Seventy images to retrace the extraordinary career of the great photographer Letizia Battaglia. Until October 26, the Palazzo di Città in Cagliari hosts 'Letizia Battaglia Without End' with iconic and lesser-known images.
The exhibition, curated by Palo Falcone and organized by Electa in collaboration with the Letizia Battaglia Archive and the Falcone Foundation for the Arts, is promoted by the Municipality of Cagliari in collaboration with the Fondazione di Sardegna.
Letizia Battaglia is recognized as one of the leading figures in international photography history. She is universally remembered for her courage, shown during her collaboration with the newspaper L'Ora di Palermo, for the images taken during the bloody mafia war of the 1970s and 1980s.
Photography for Letizia Battaglia is an important tool for her empowerment as a woman and a mother. Over time, she understands the social and denunciatory role it can play in society.
'Without End' is a tribute to Letizia Battaglia. The exhibition - while offering a unified view of a fifty-year career - follows her pattern of breaking boundaries with a unique project spread across multiple spaces, where a wide selection of photographs narrate in a timeless, non-chronological, and thematic way the multiple aspects of her photography.
'Without End' is a collection of works by Letizia Battaglia that revisit the main themes of her career. With this exhibition in Cagliari, the tradition of breaking boundaries, disregarding themes, ignoring chronologies, and constructing a comprehensive work that lasts for almost five decades is maintained.
'Without End' is also a tribute to architect Lina Bo Bardi (1914-1992) and the installation created in 1968 for the art collection of MASP-Museu de arte de São Paulo in Brazil, where works were suspended with glass trestles. For the Palazzo di Città, the crystals become a suspended forest with large-format double-sided photographs, creating an open, non-vertical, non-hierarchical installation of photographic works.

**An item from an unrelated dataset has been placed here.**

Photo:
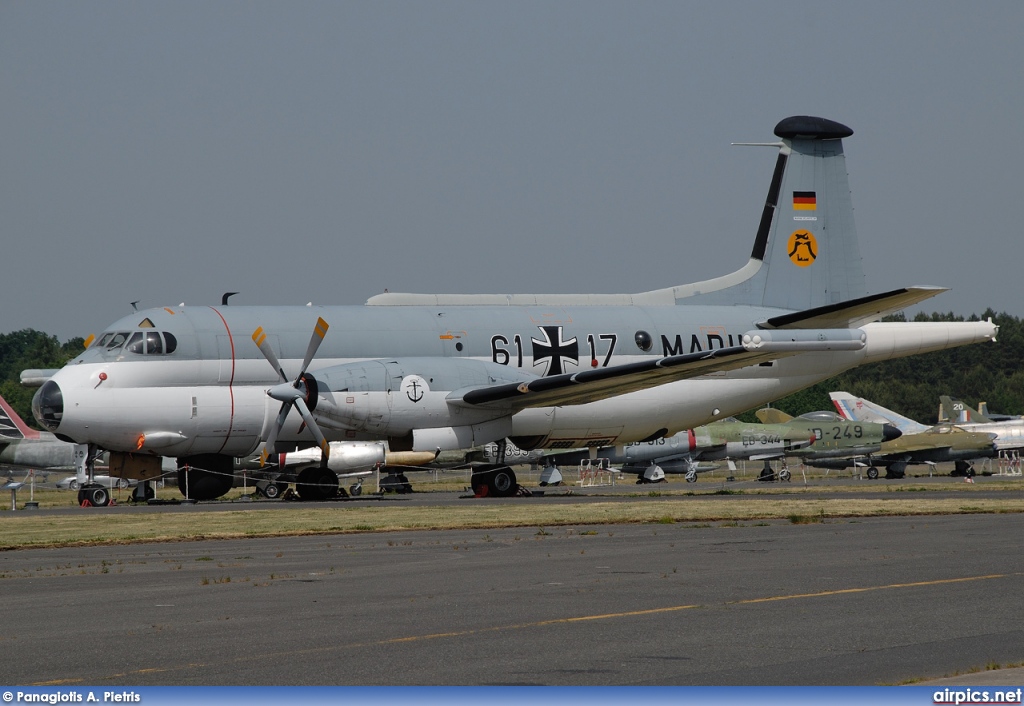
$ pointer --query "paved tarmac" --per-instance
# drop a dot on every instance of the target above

Letizia Battaglia's most famous images document one of the most bloody, poetic, poignant, and dramatic pages of Sicilian history. But this exhibition aims to open up to a universe of photographs taken outside her homeland, important stages of travel to understand her work and thoughts more deeply. Photography, journalism, and private life converge in a single path, highlighting the extraordinary sensitivity and humanity of the Palermo-born photographer. A selection of works created at the psychiatric hospital in her city is dedicated to her, where Battaglia involved and made patients the protagonists. An event that she revisited several times over the years. 'Graziella' from 1983 is one of these shots and opens the exhibition.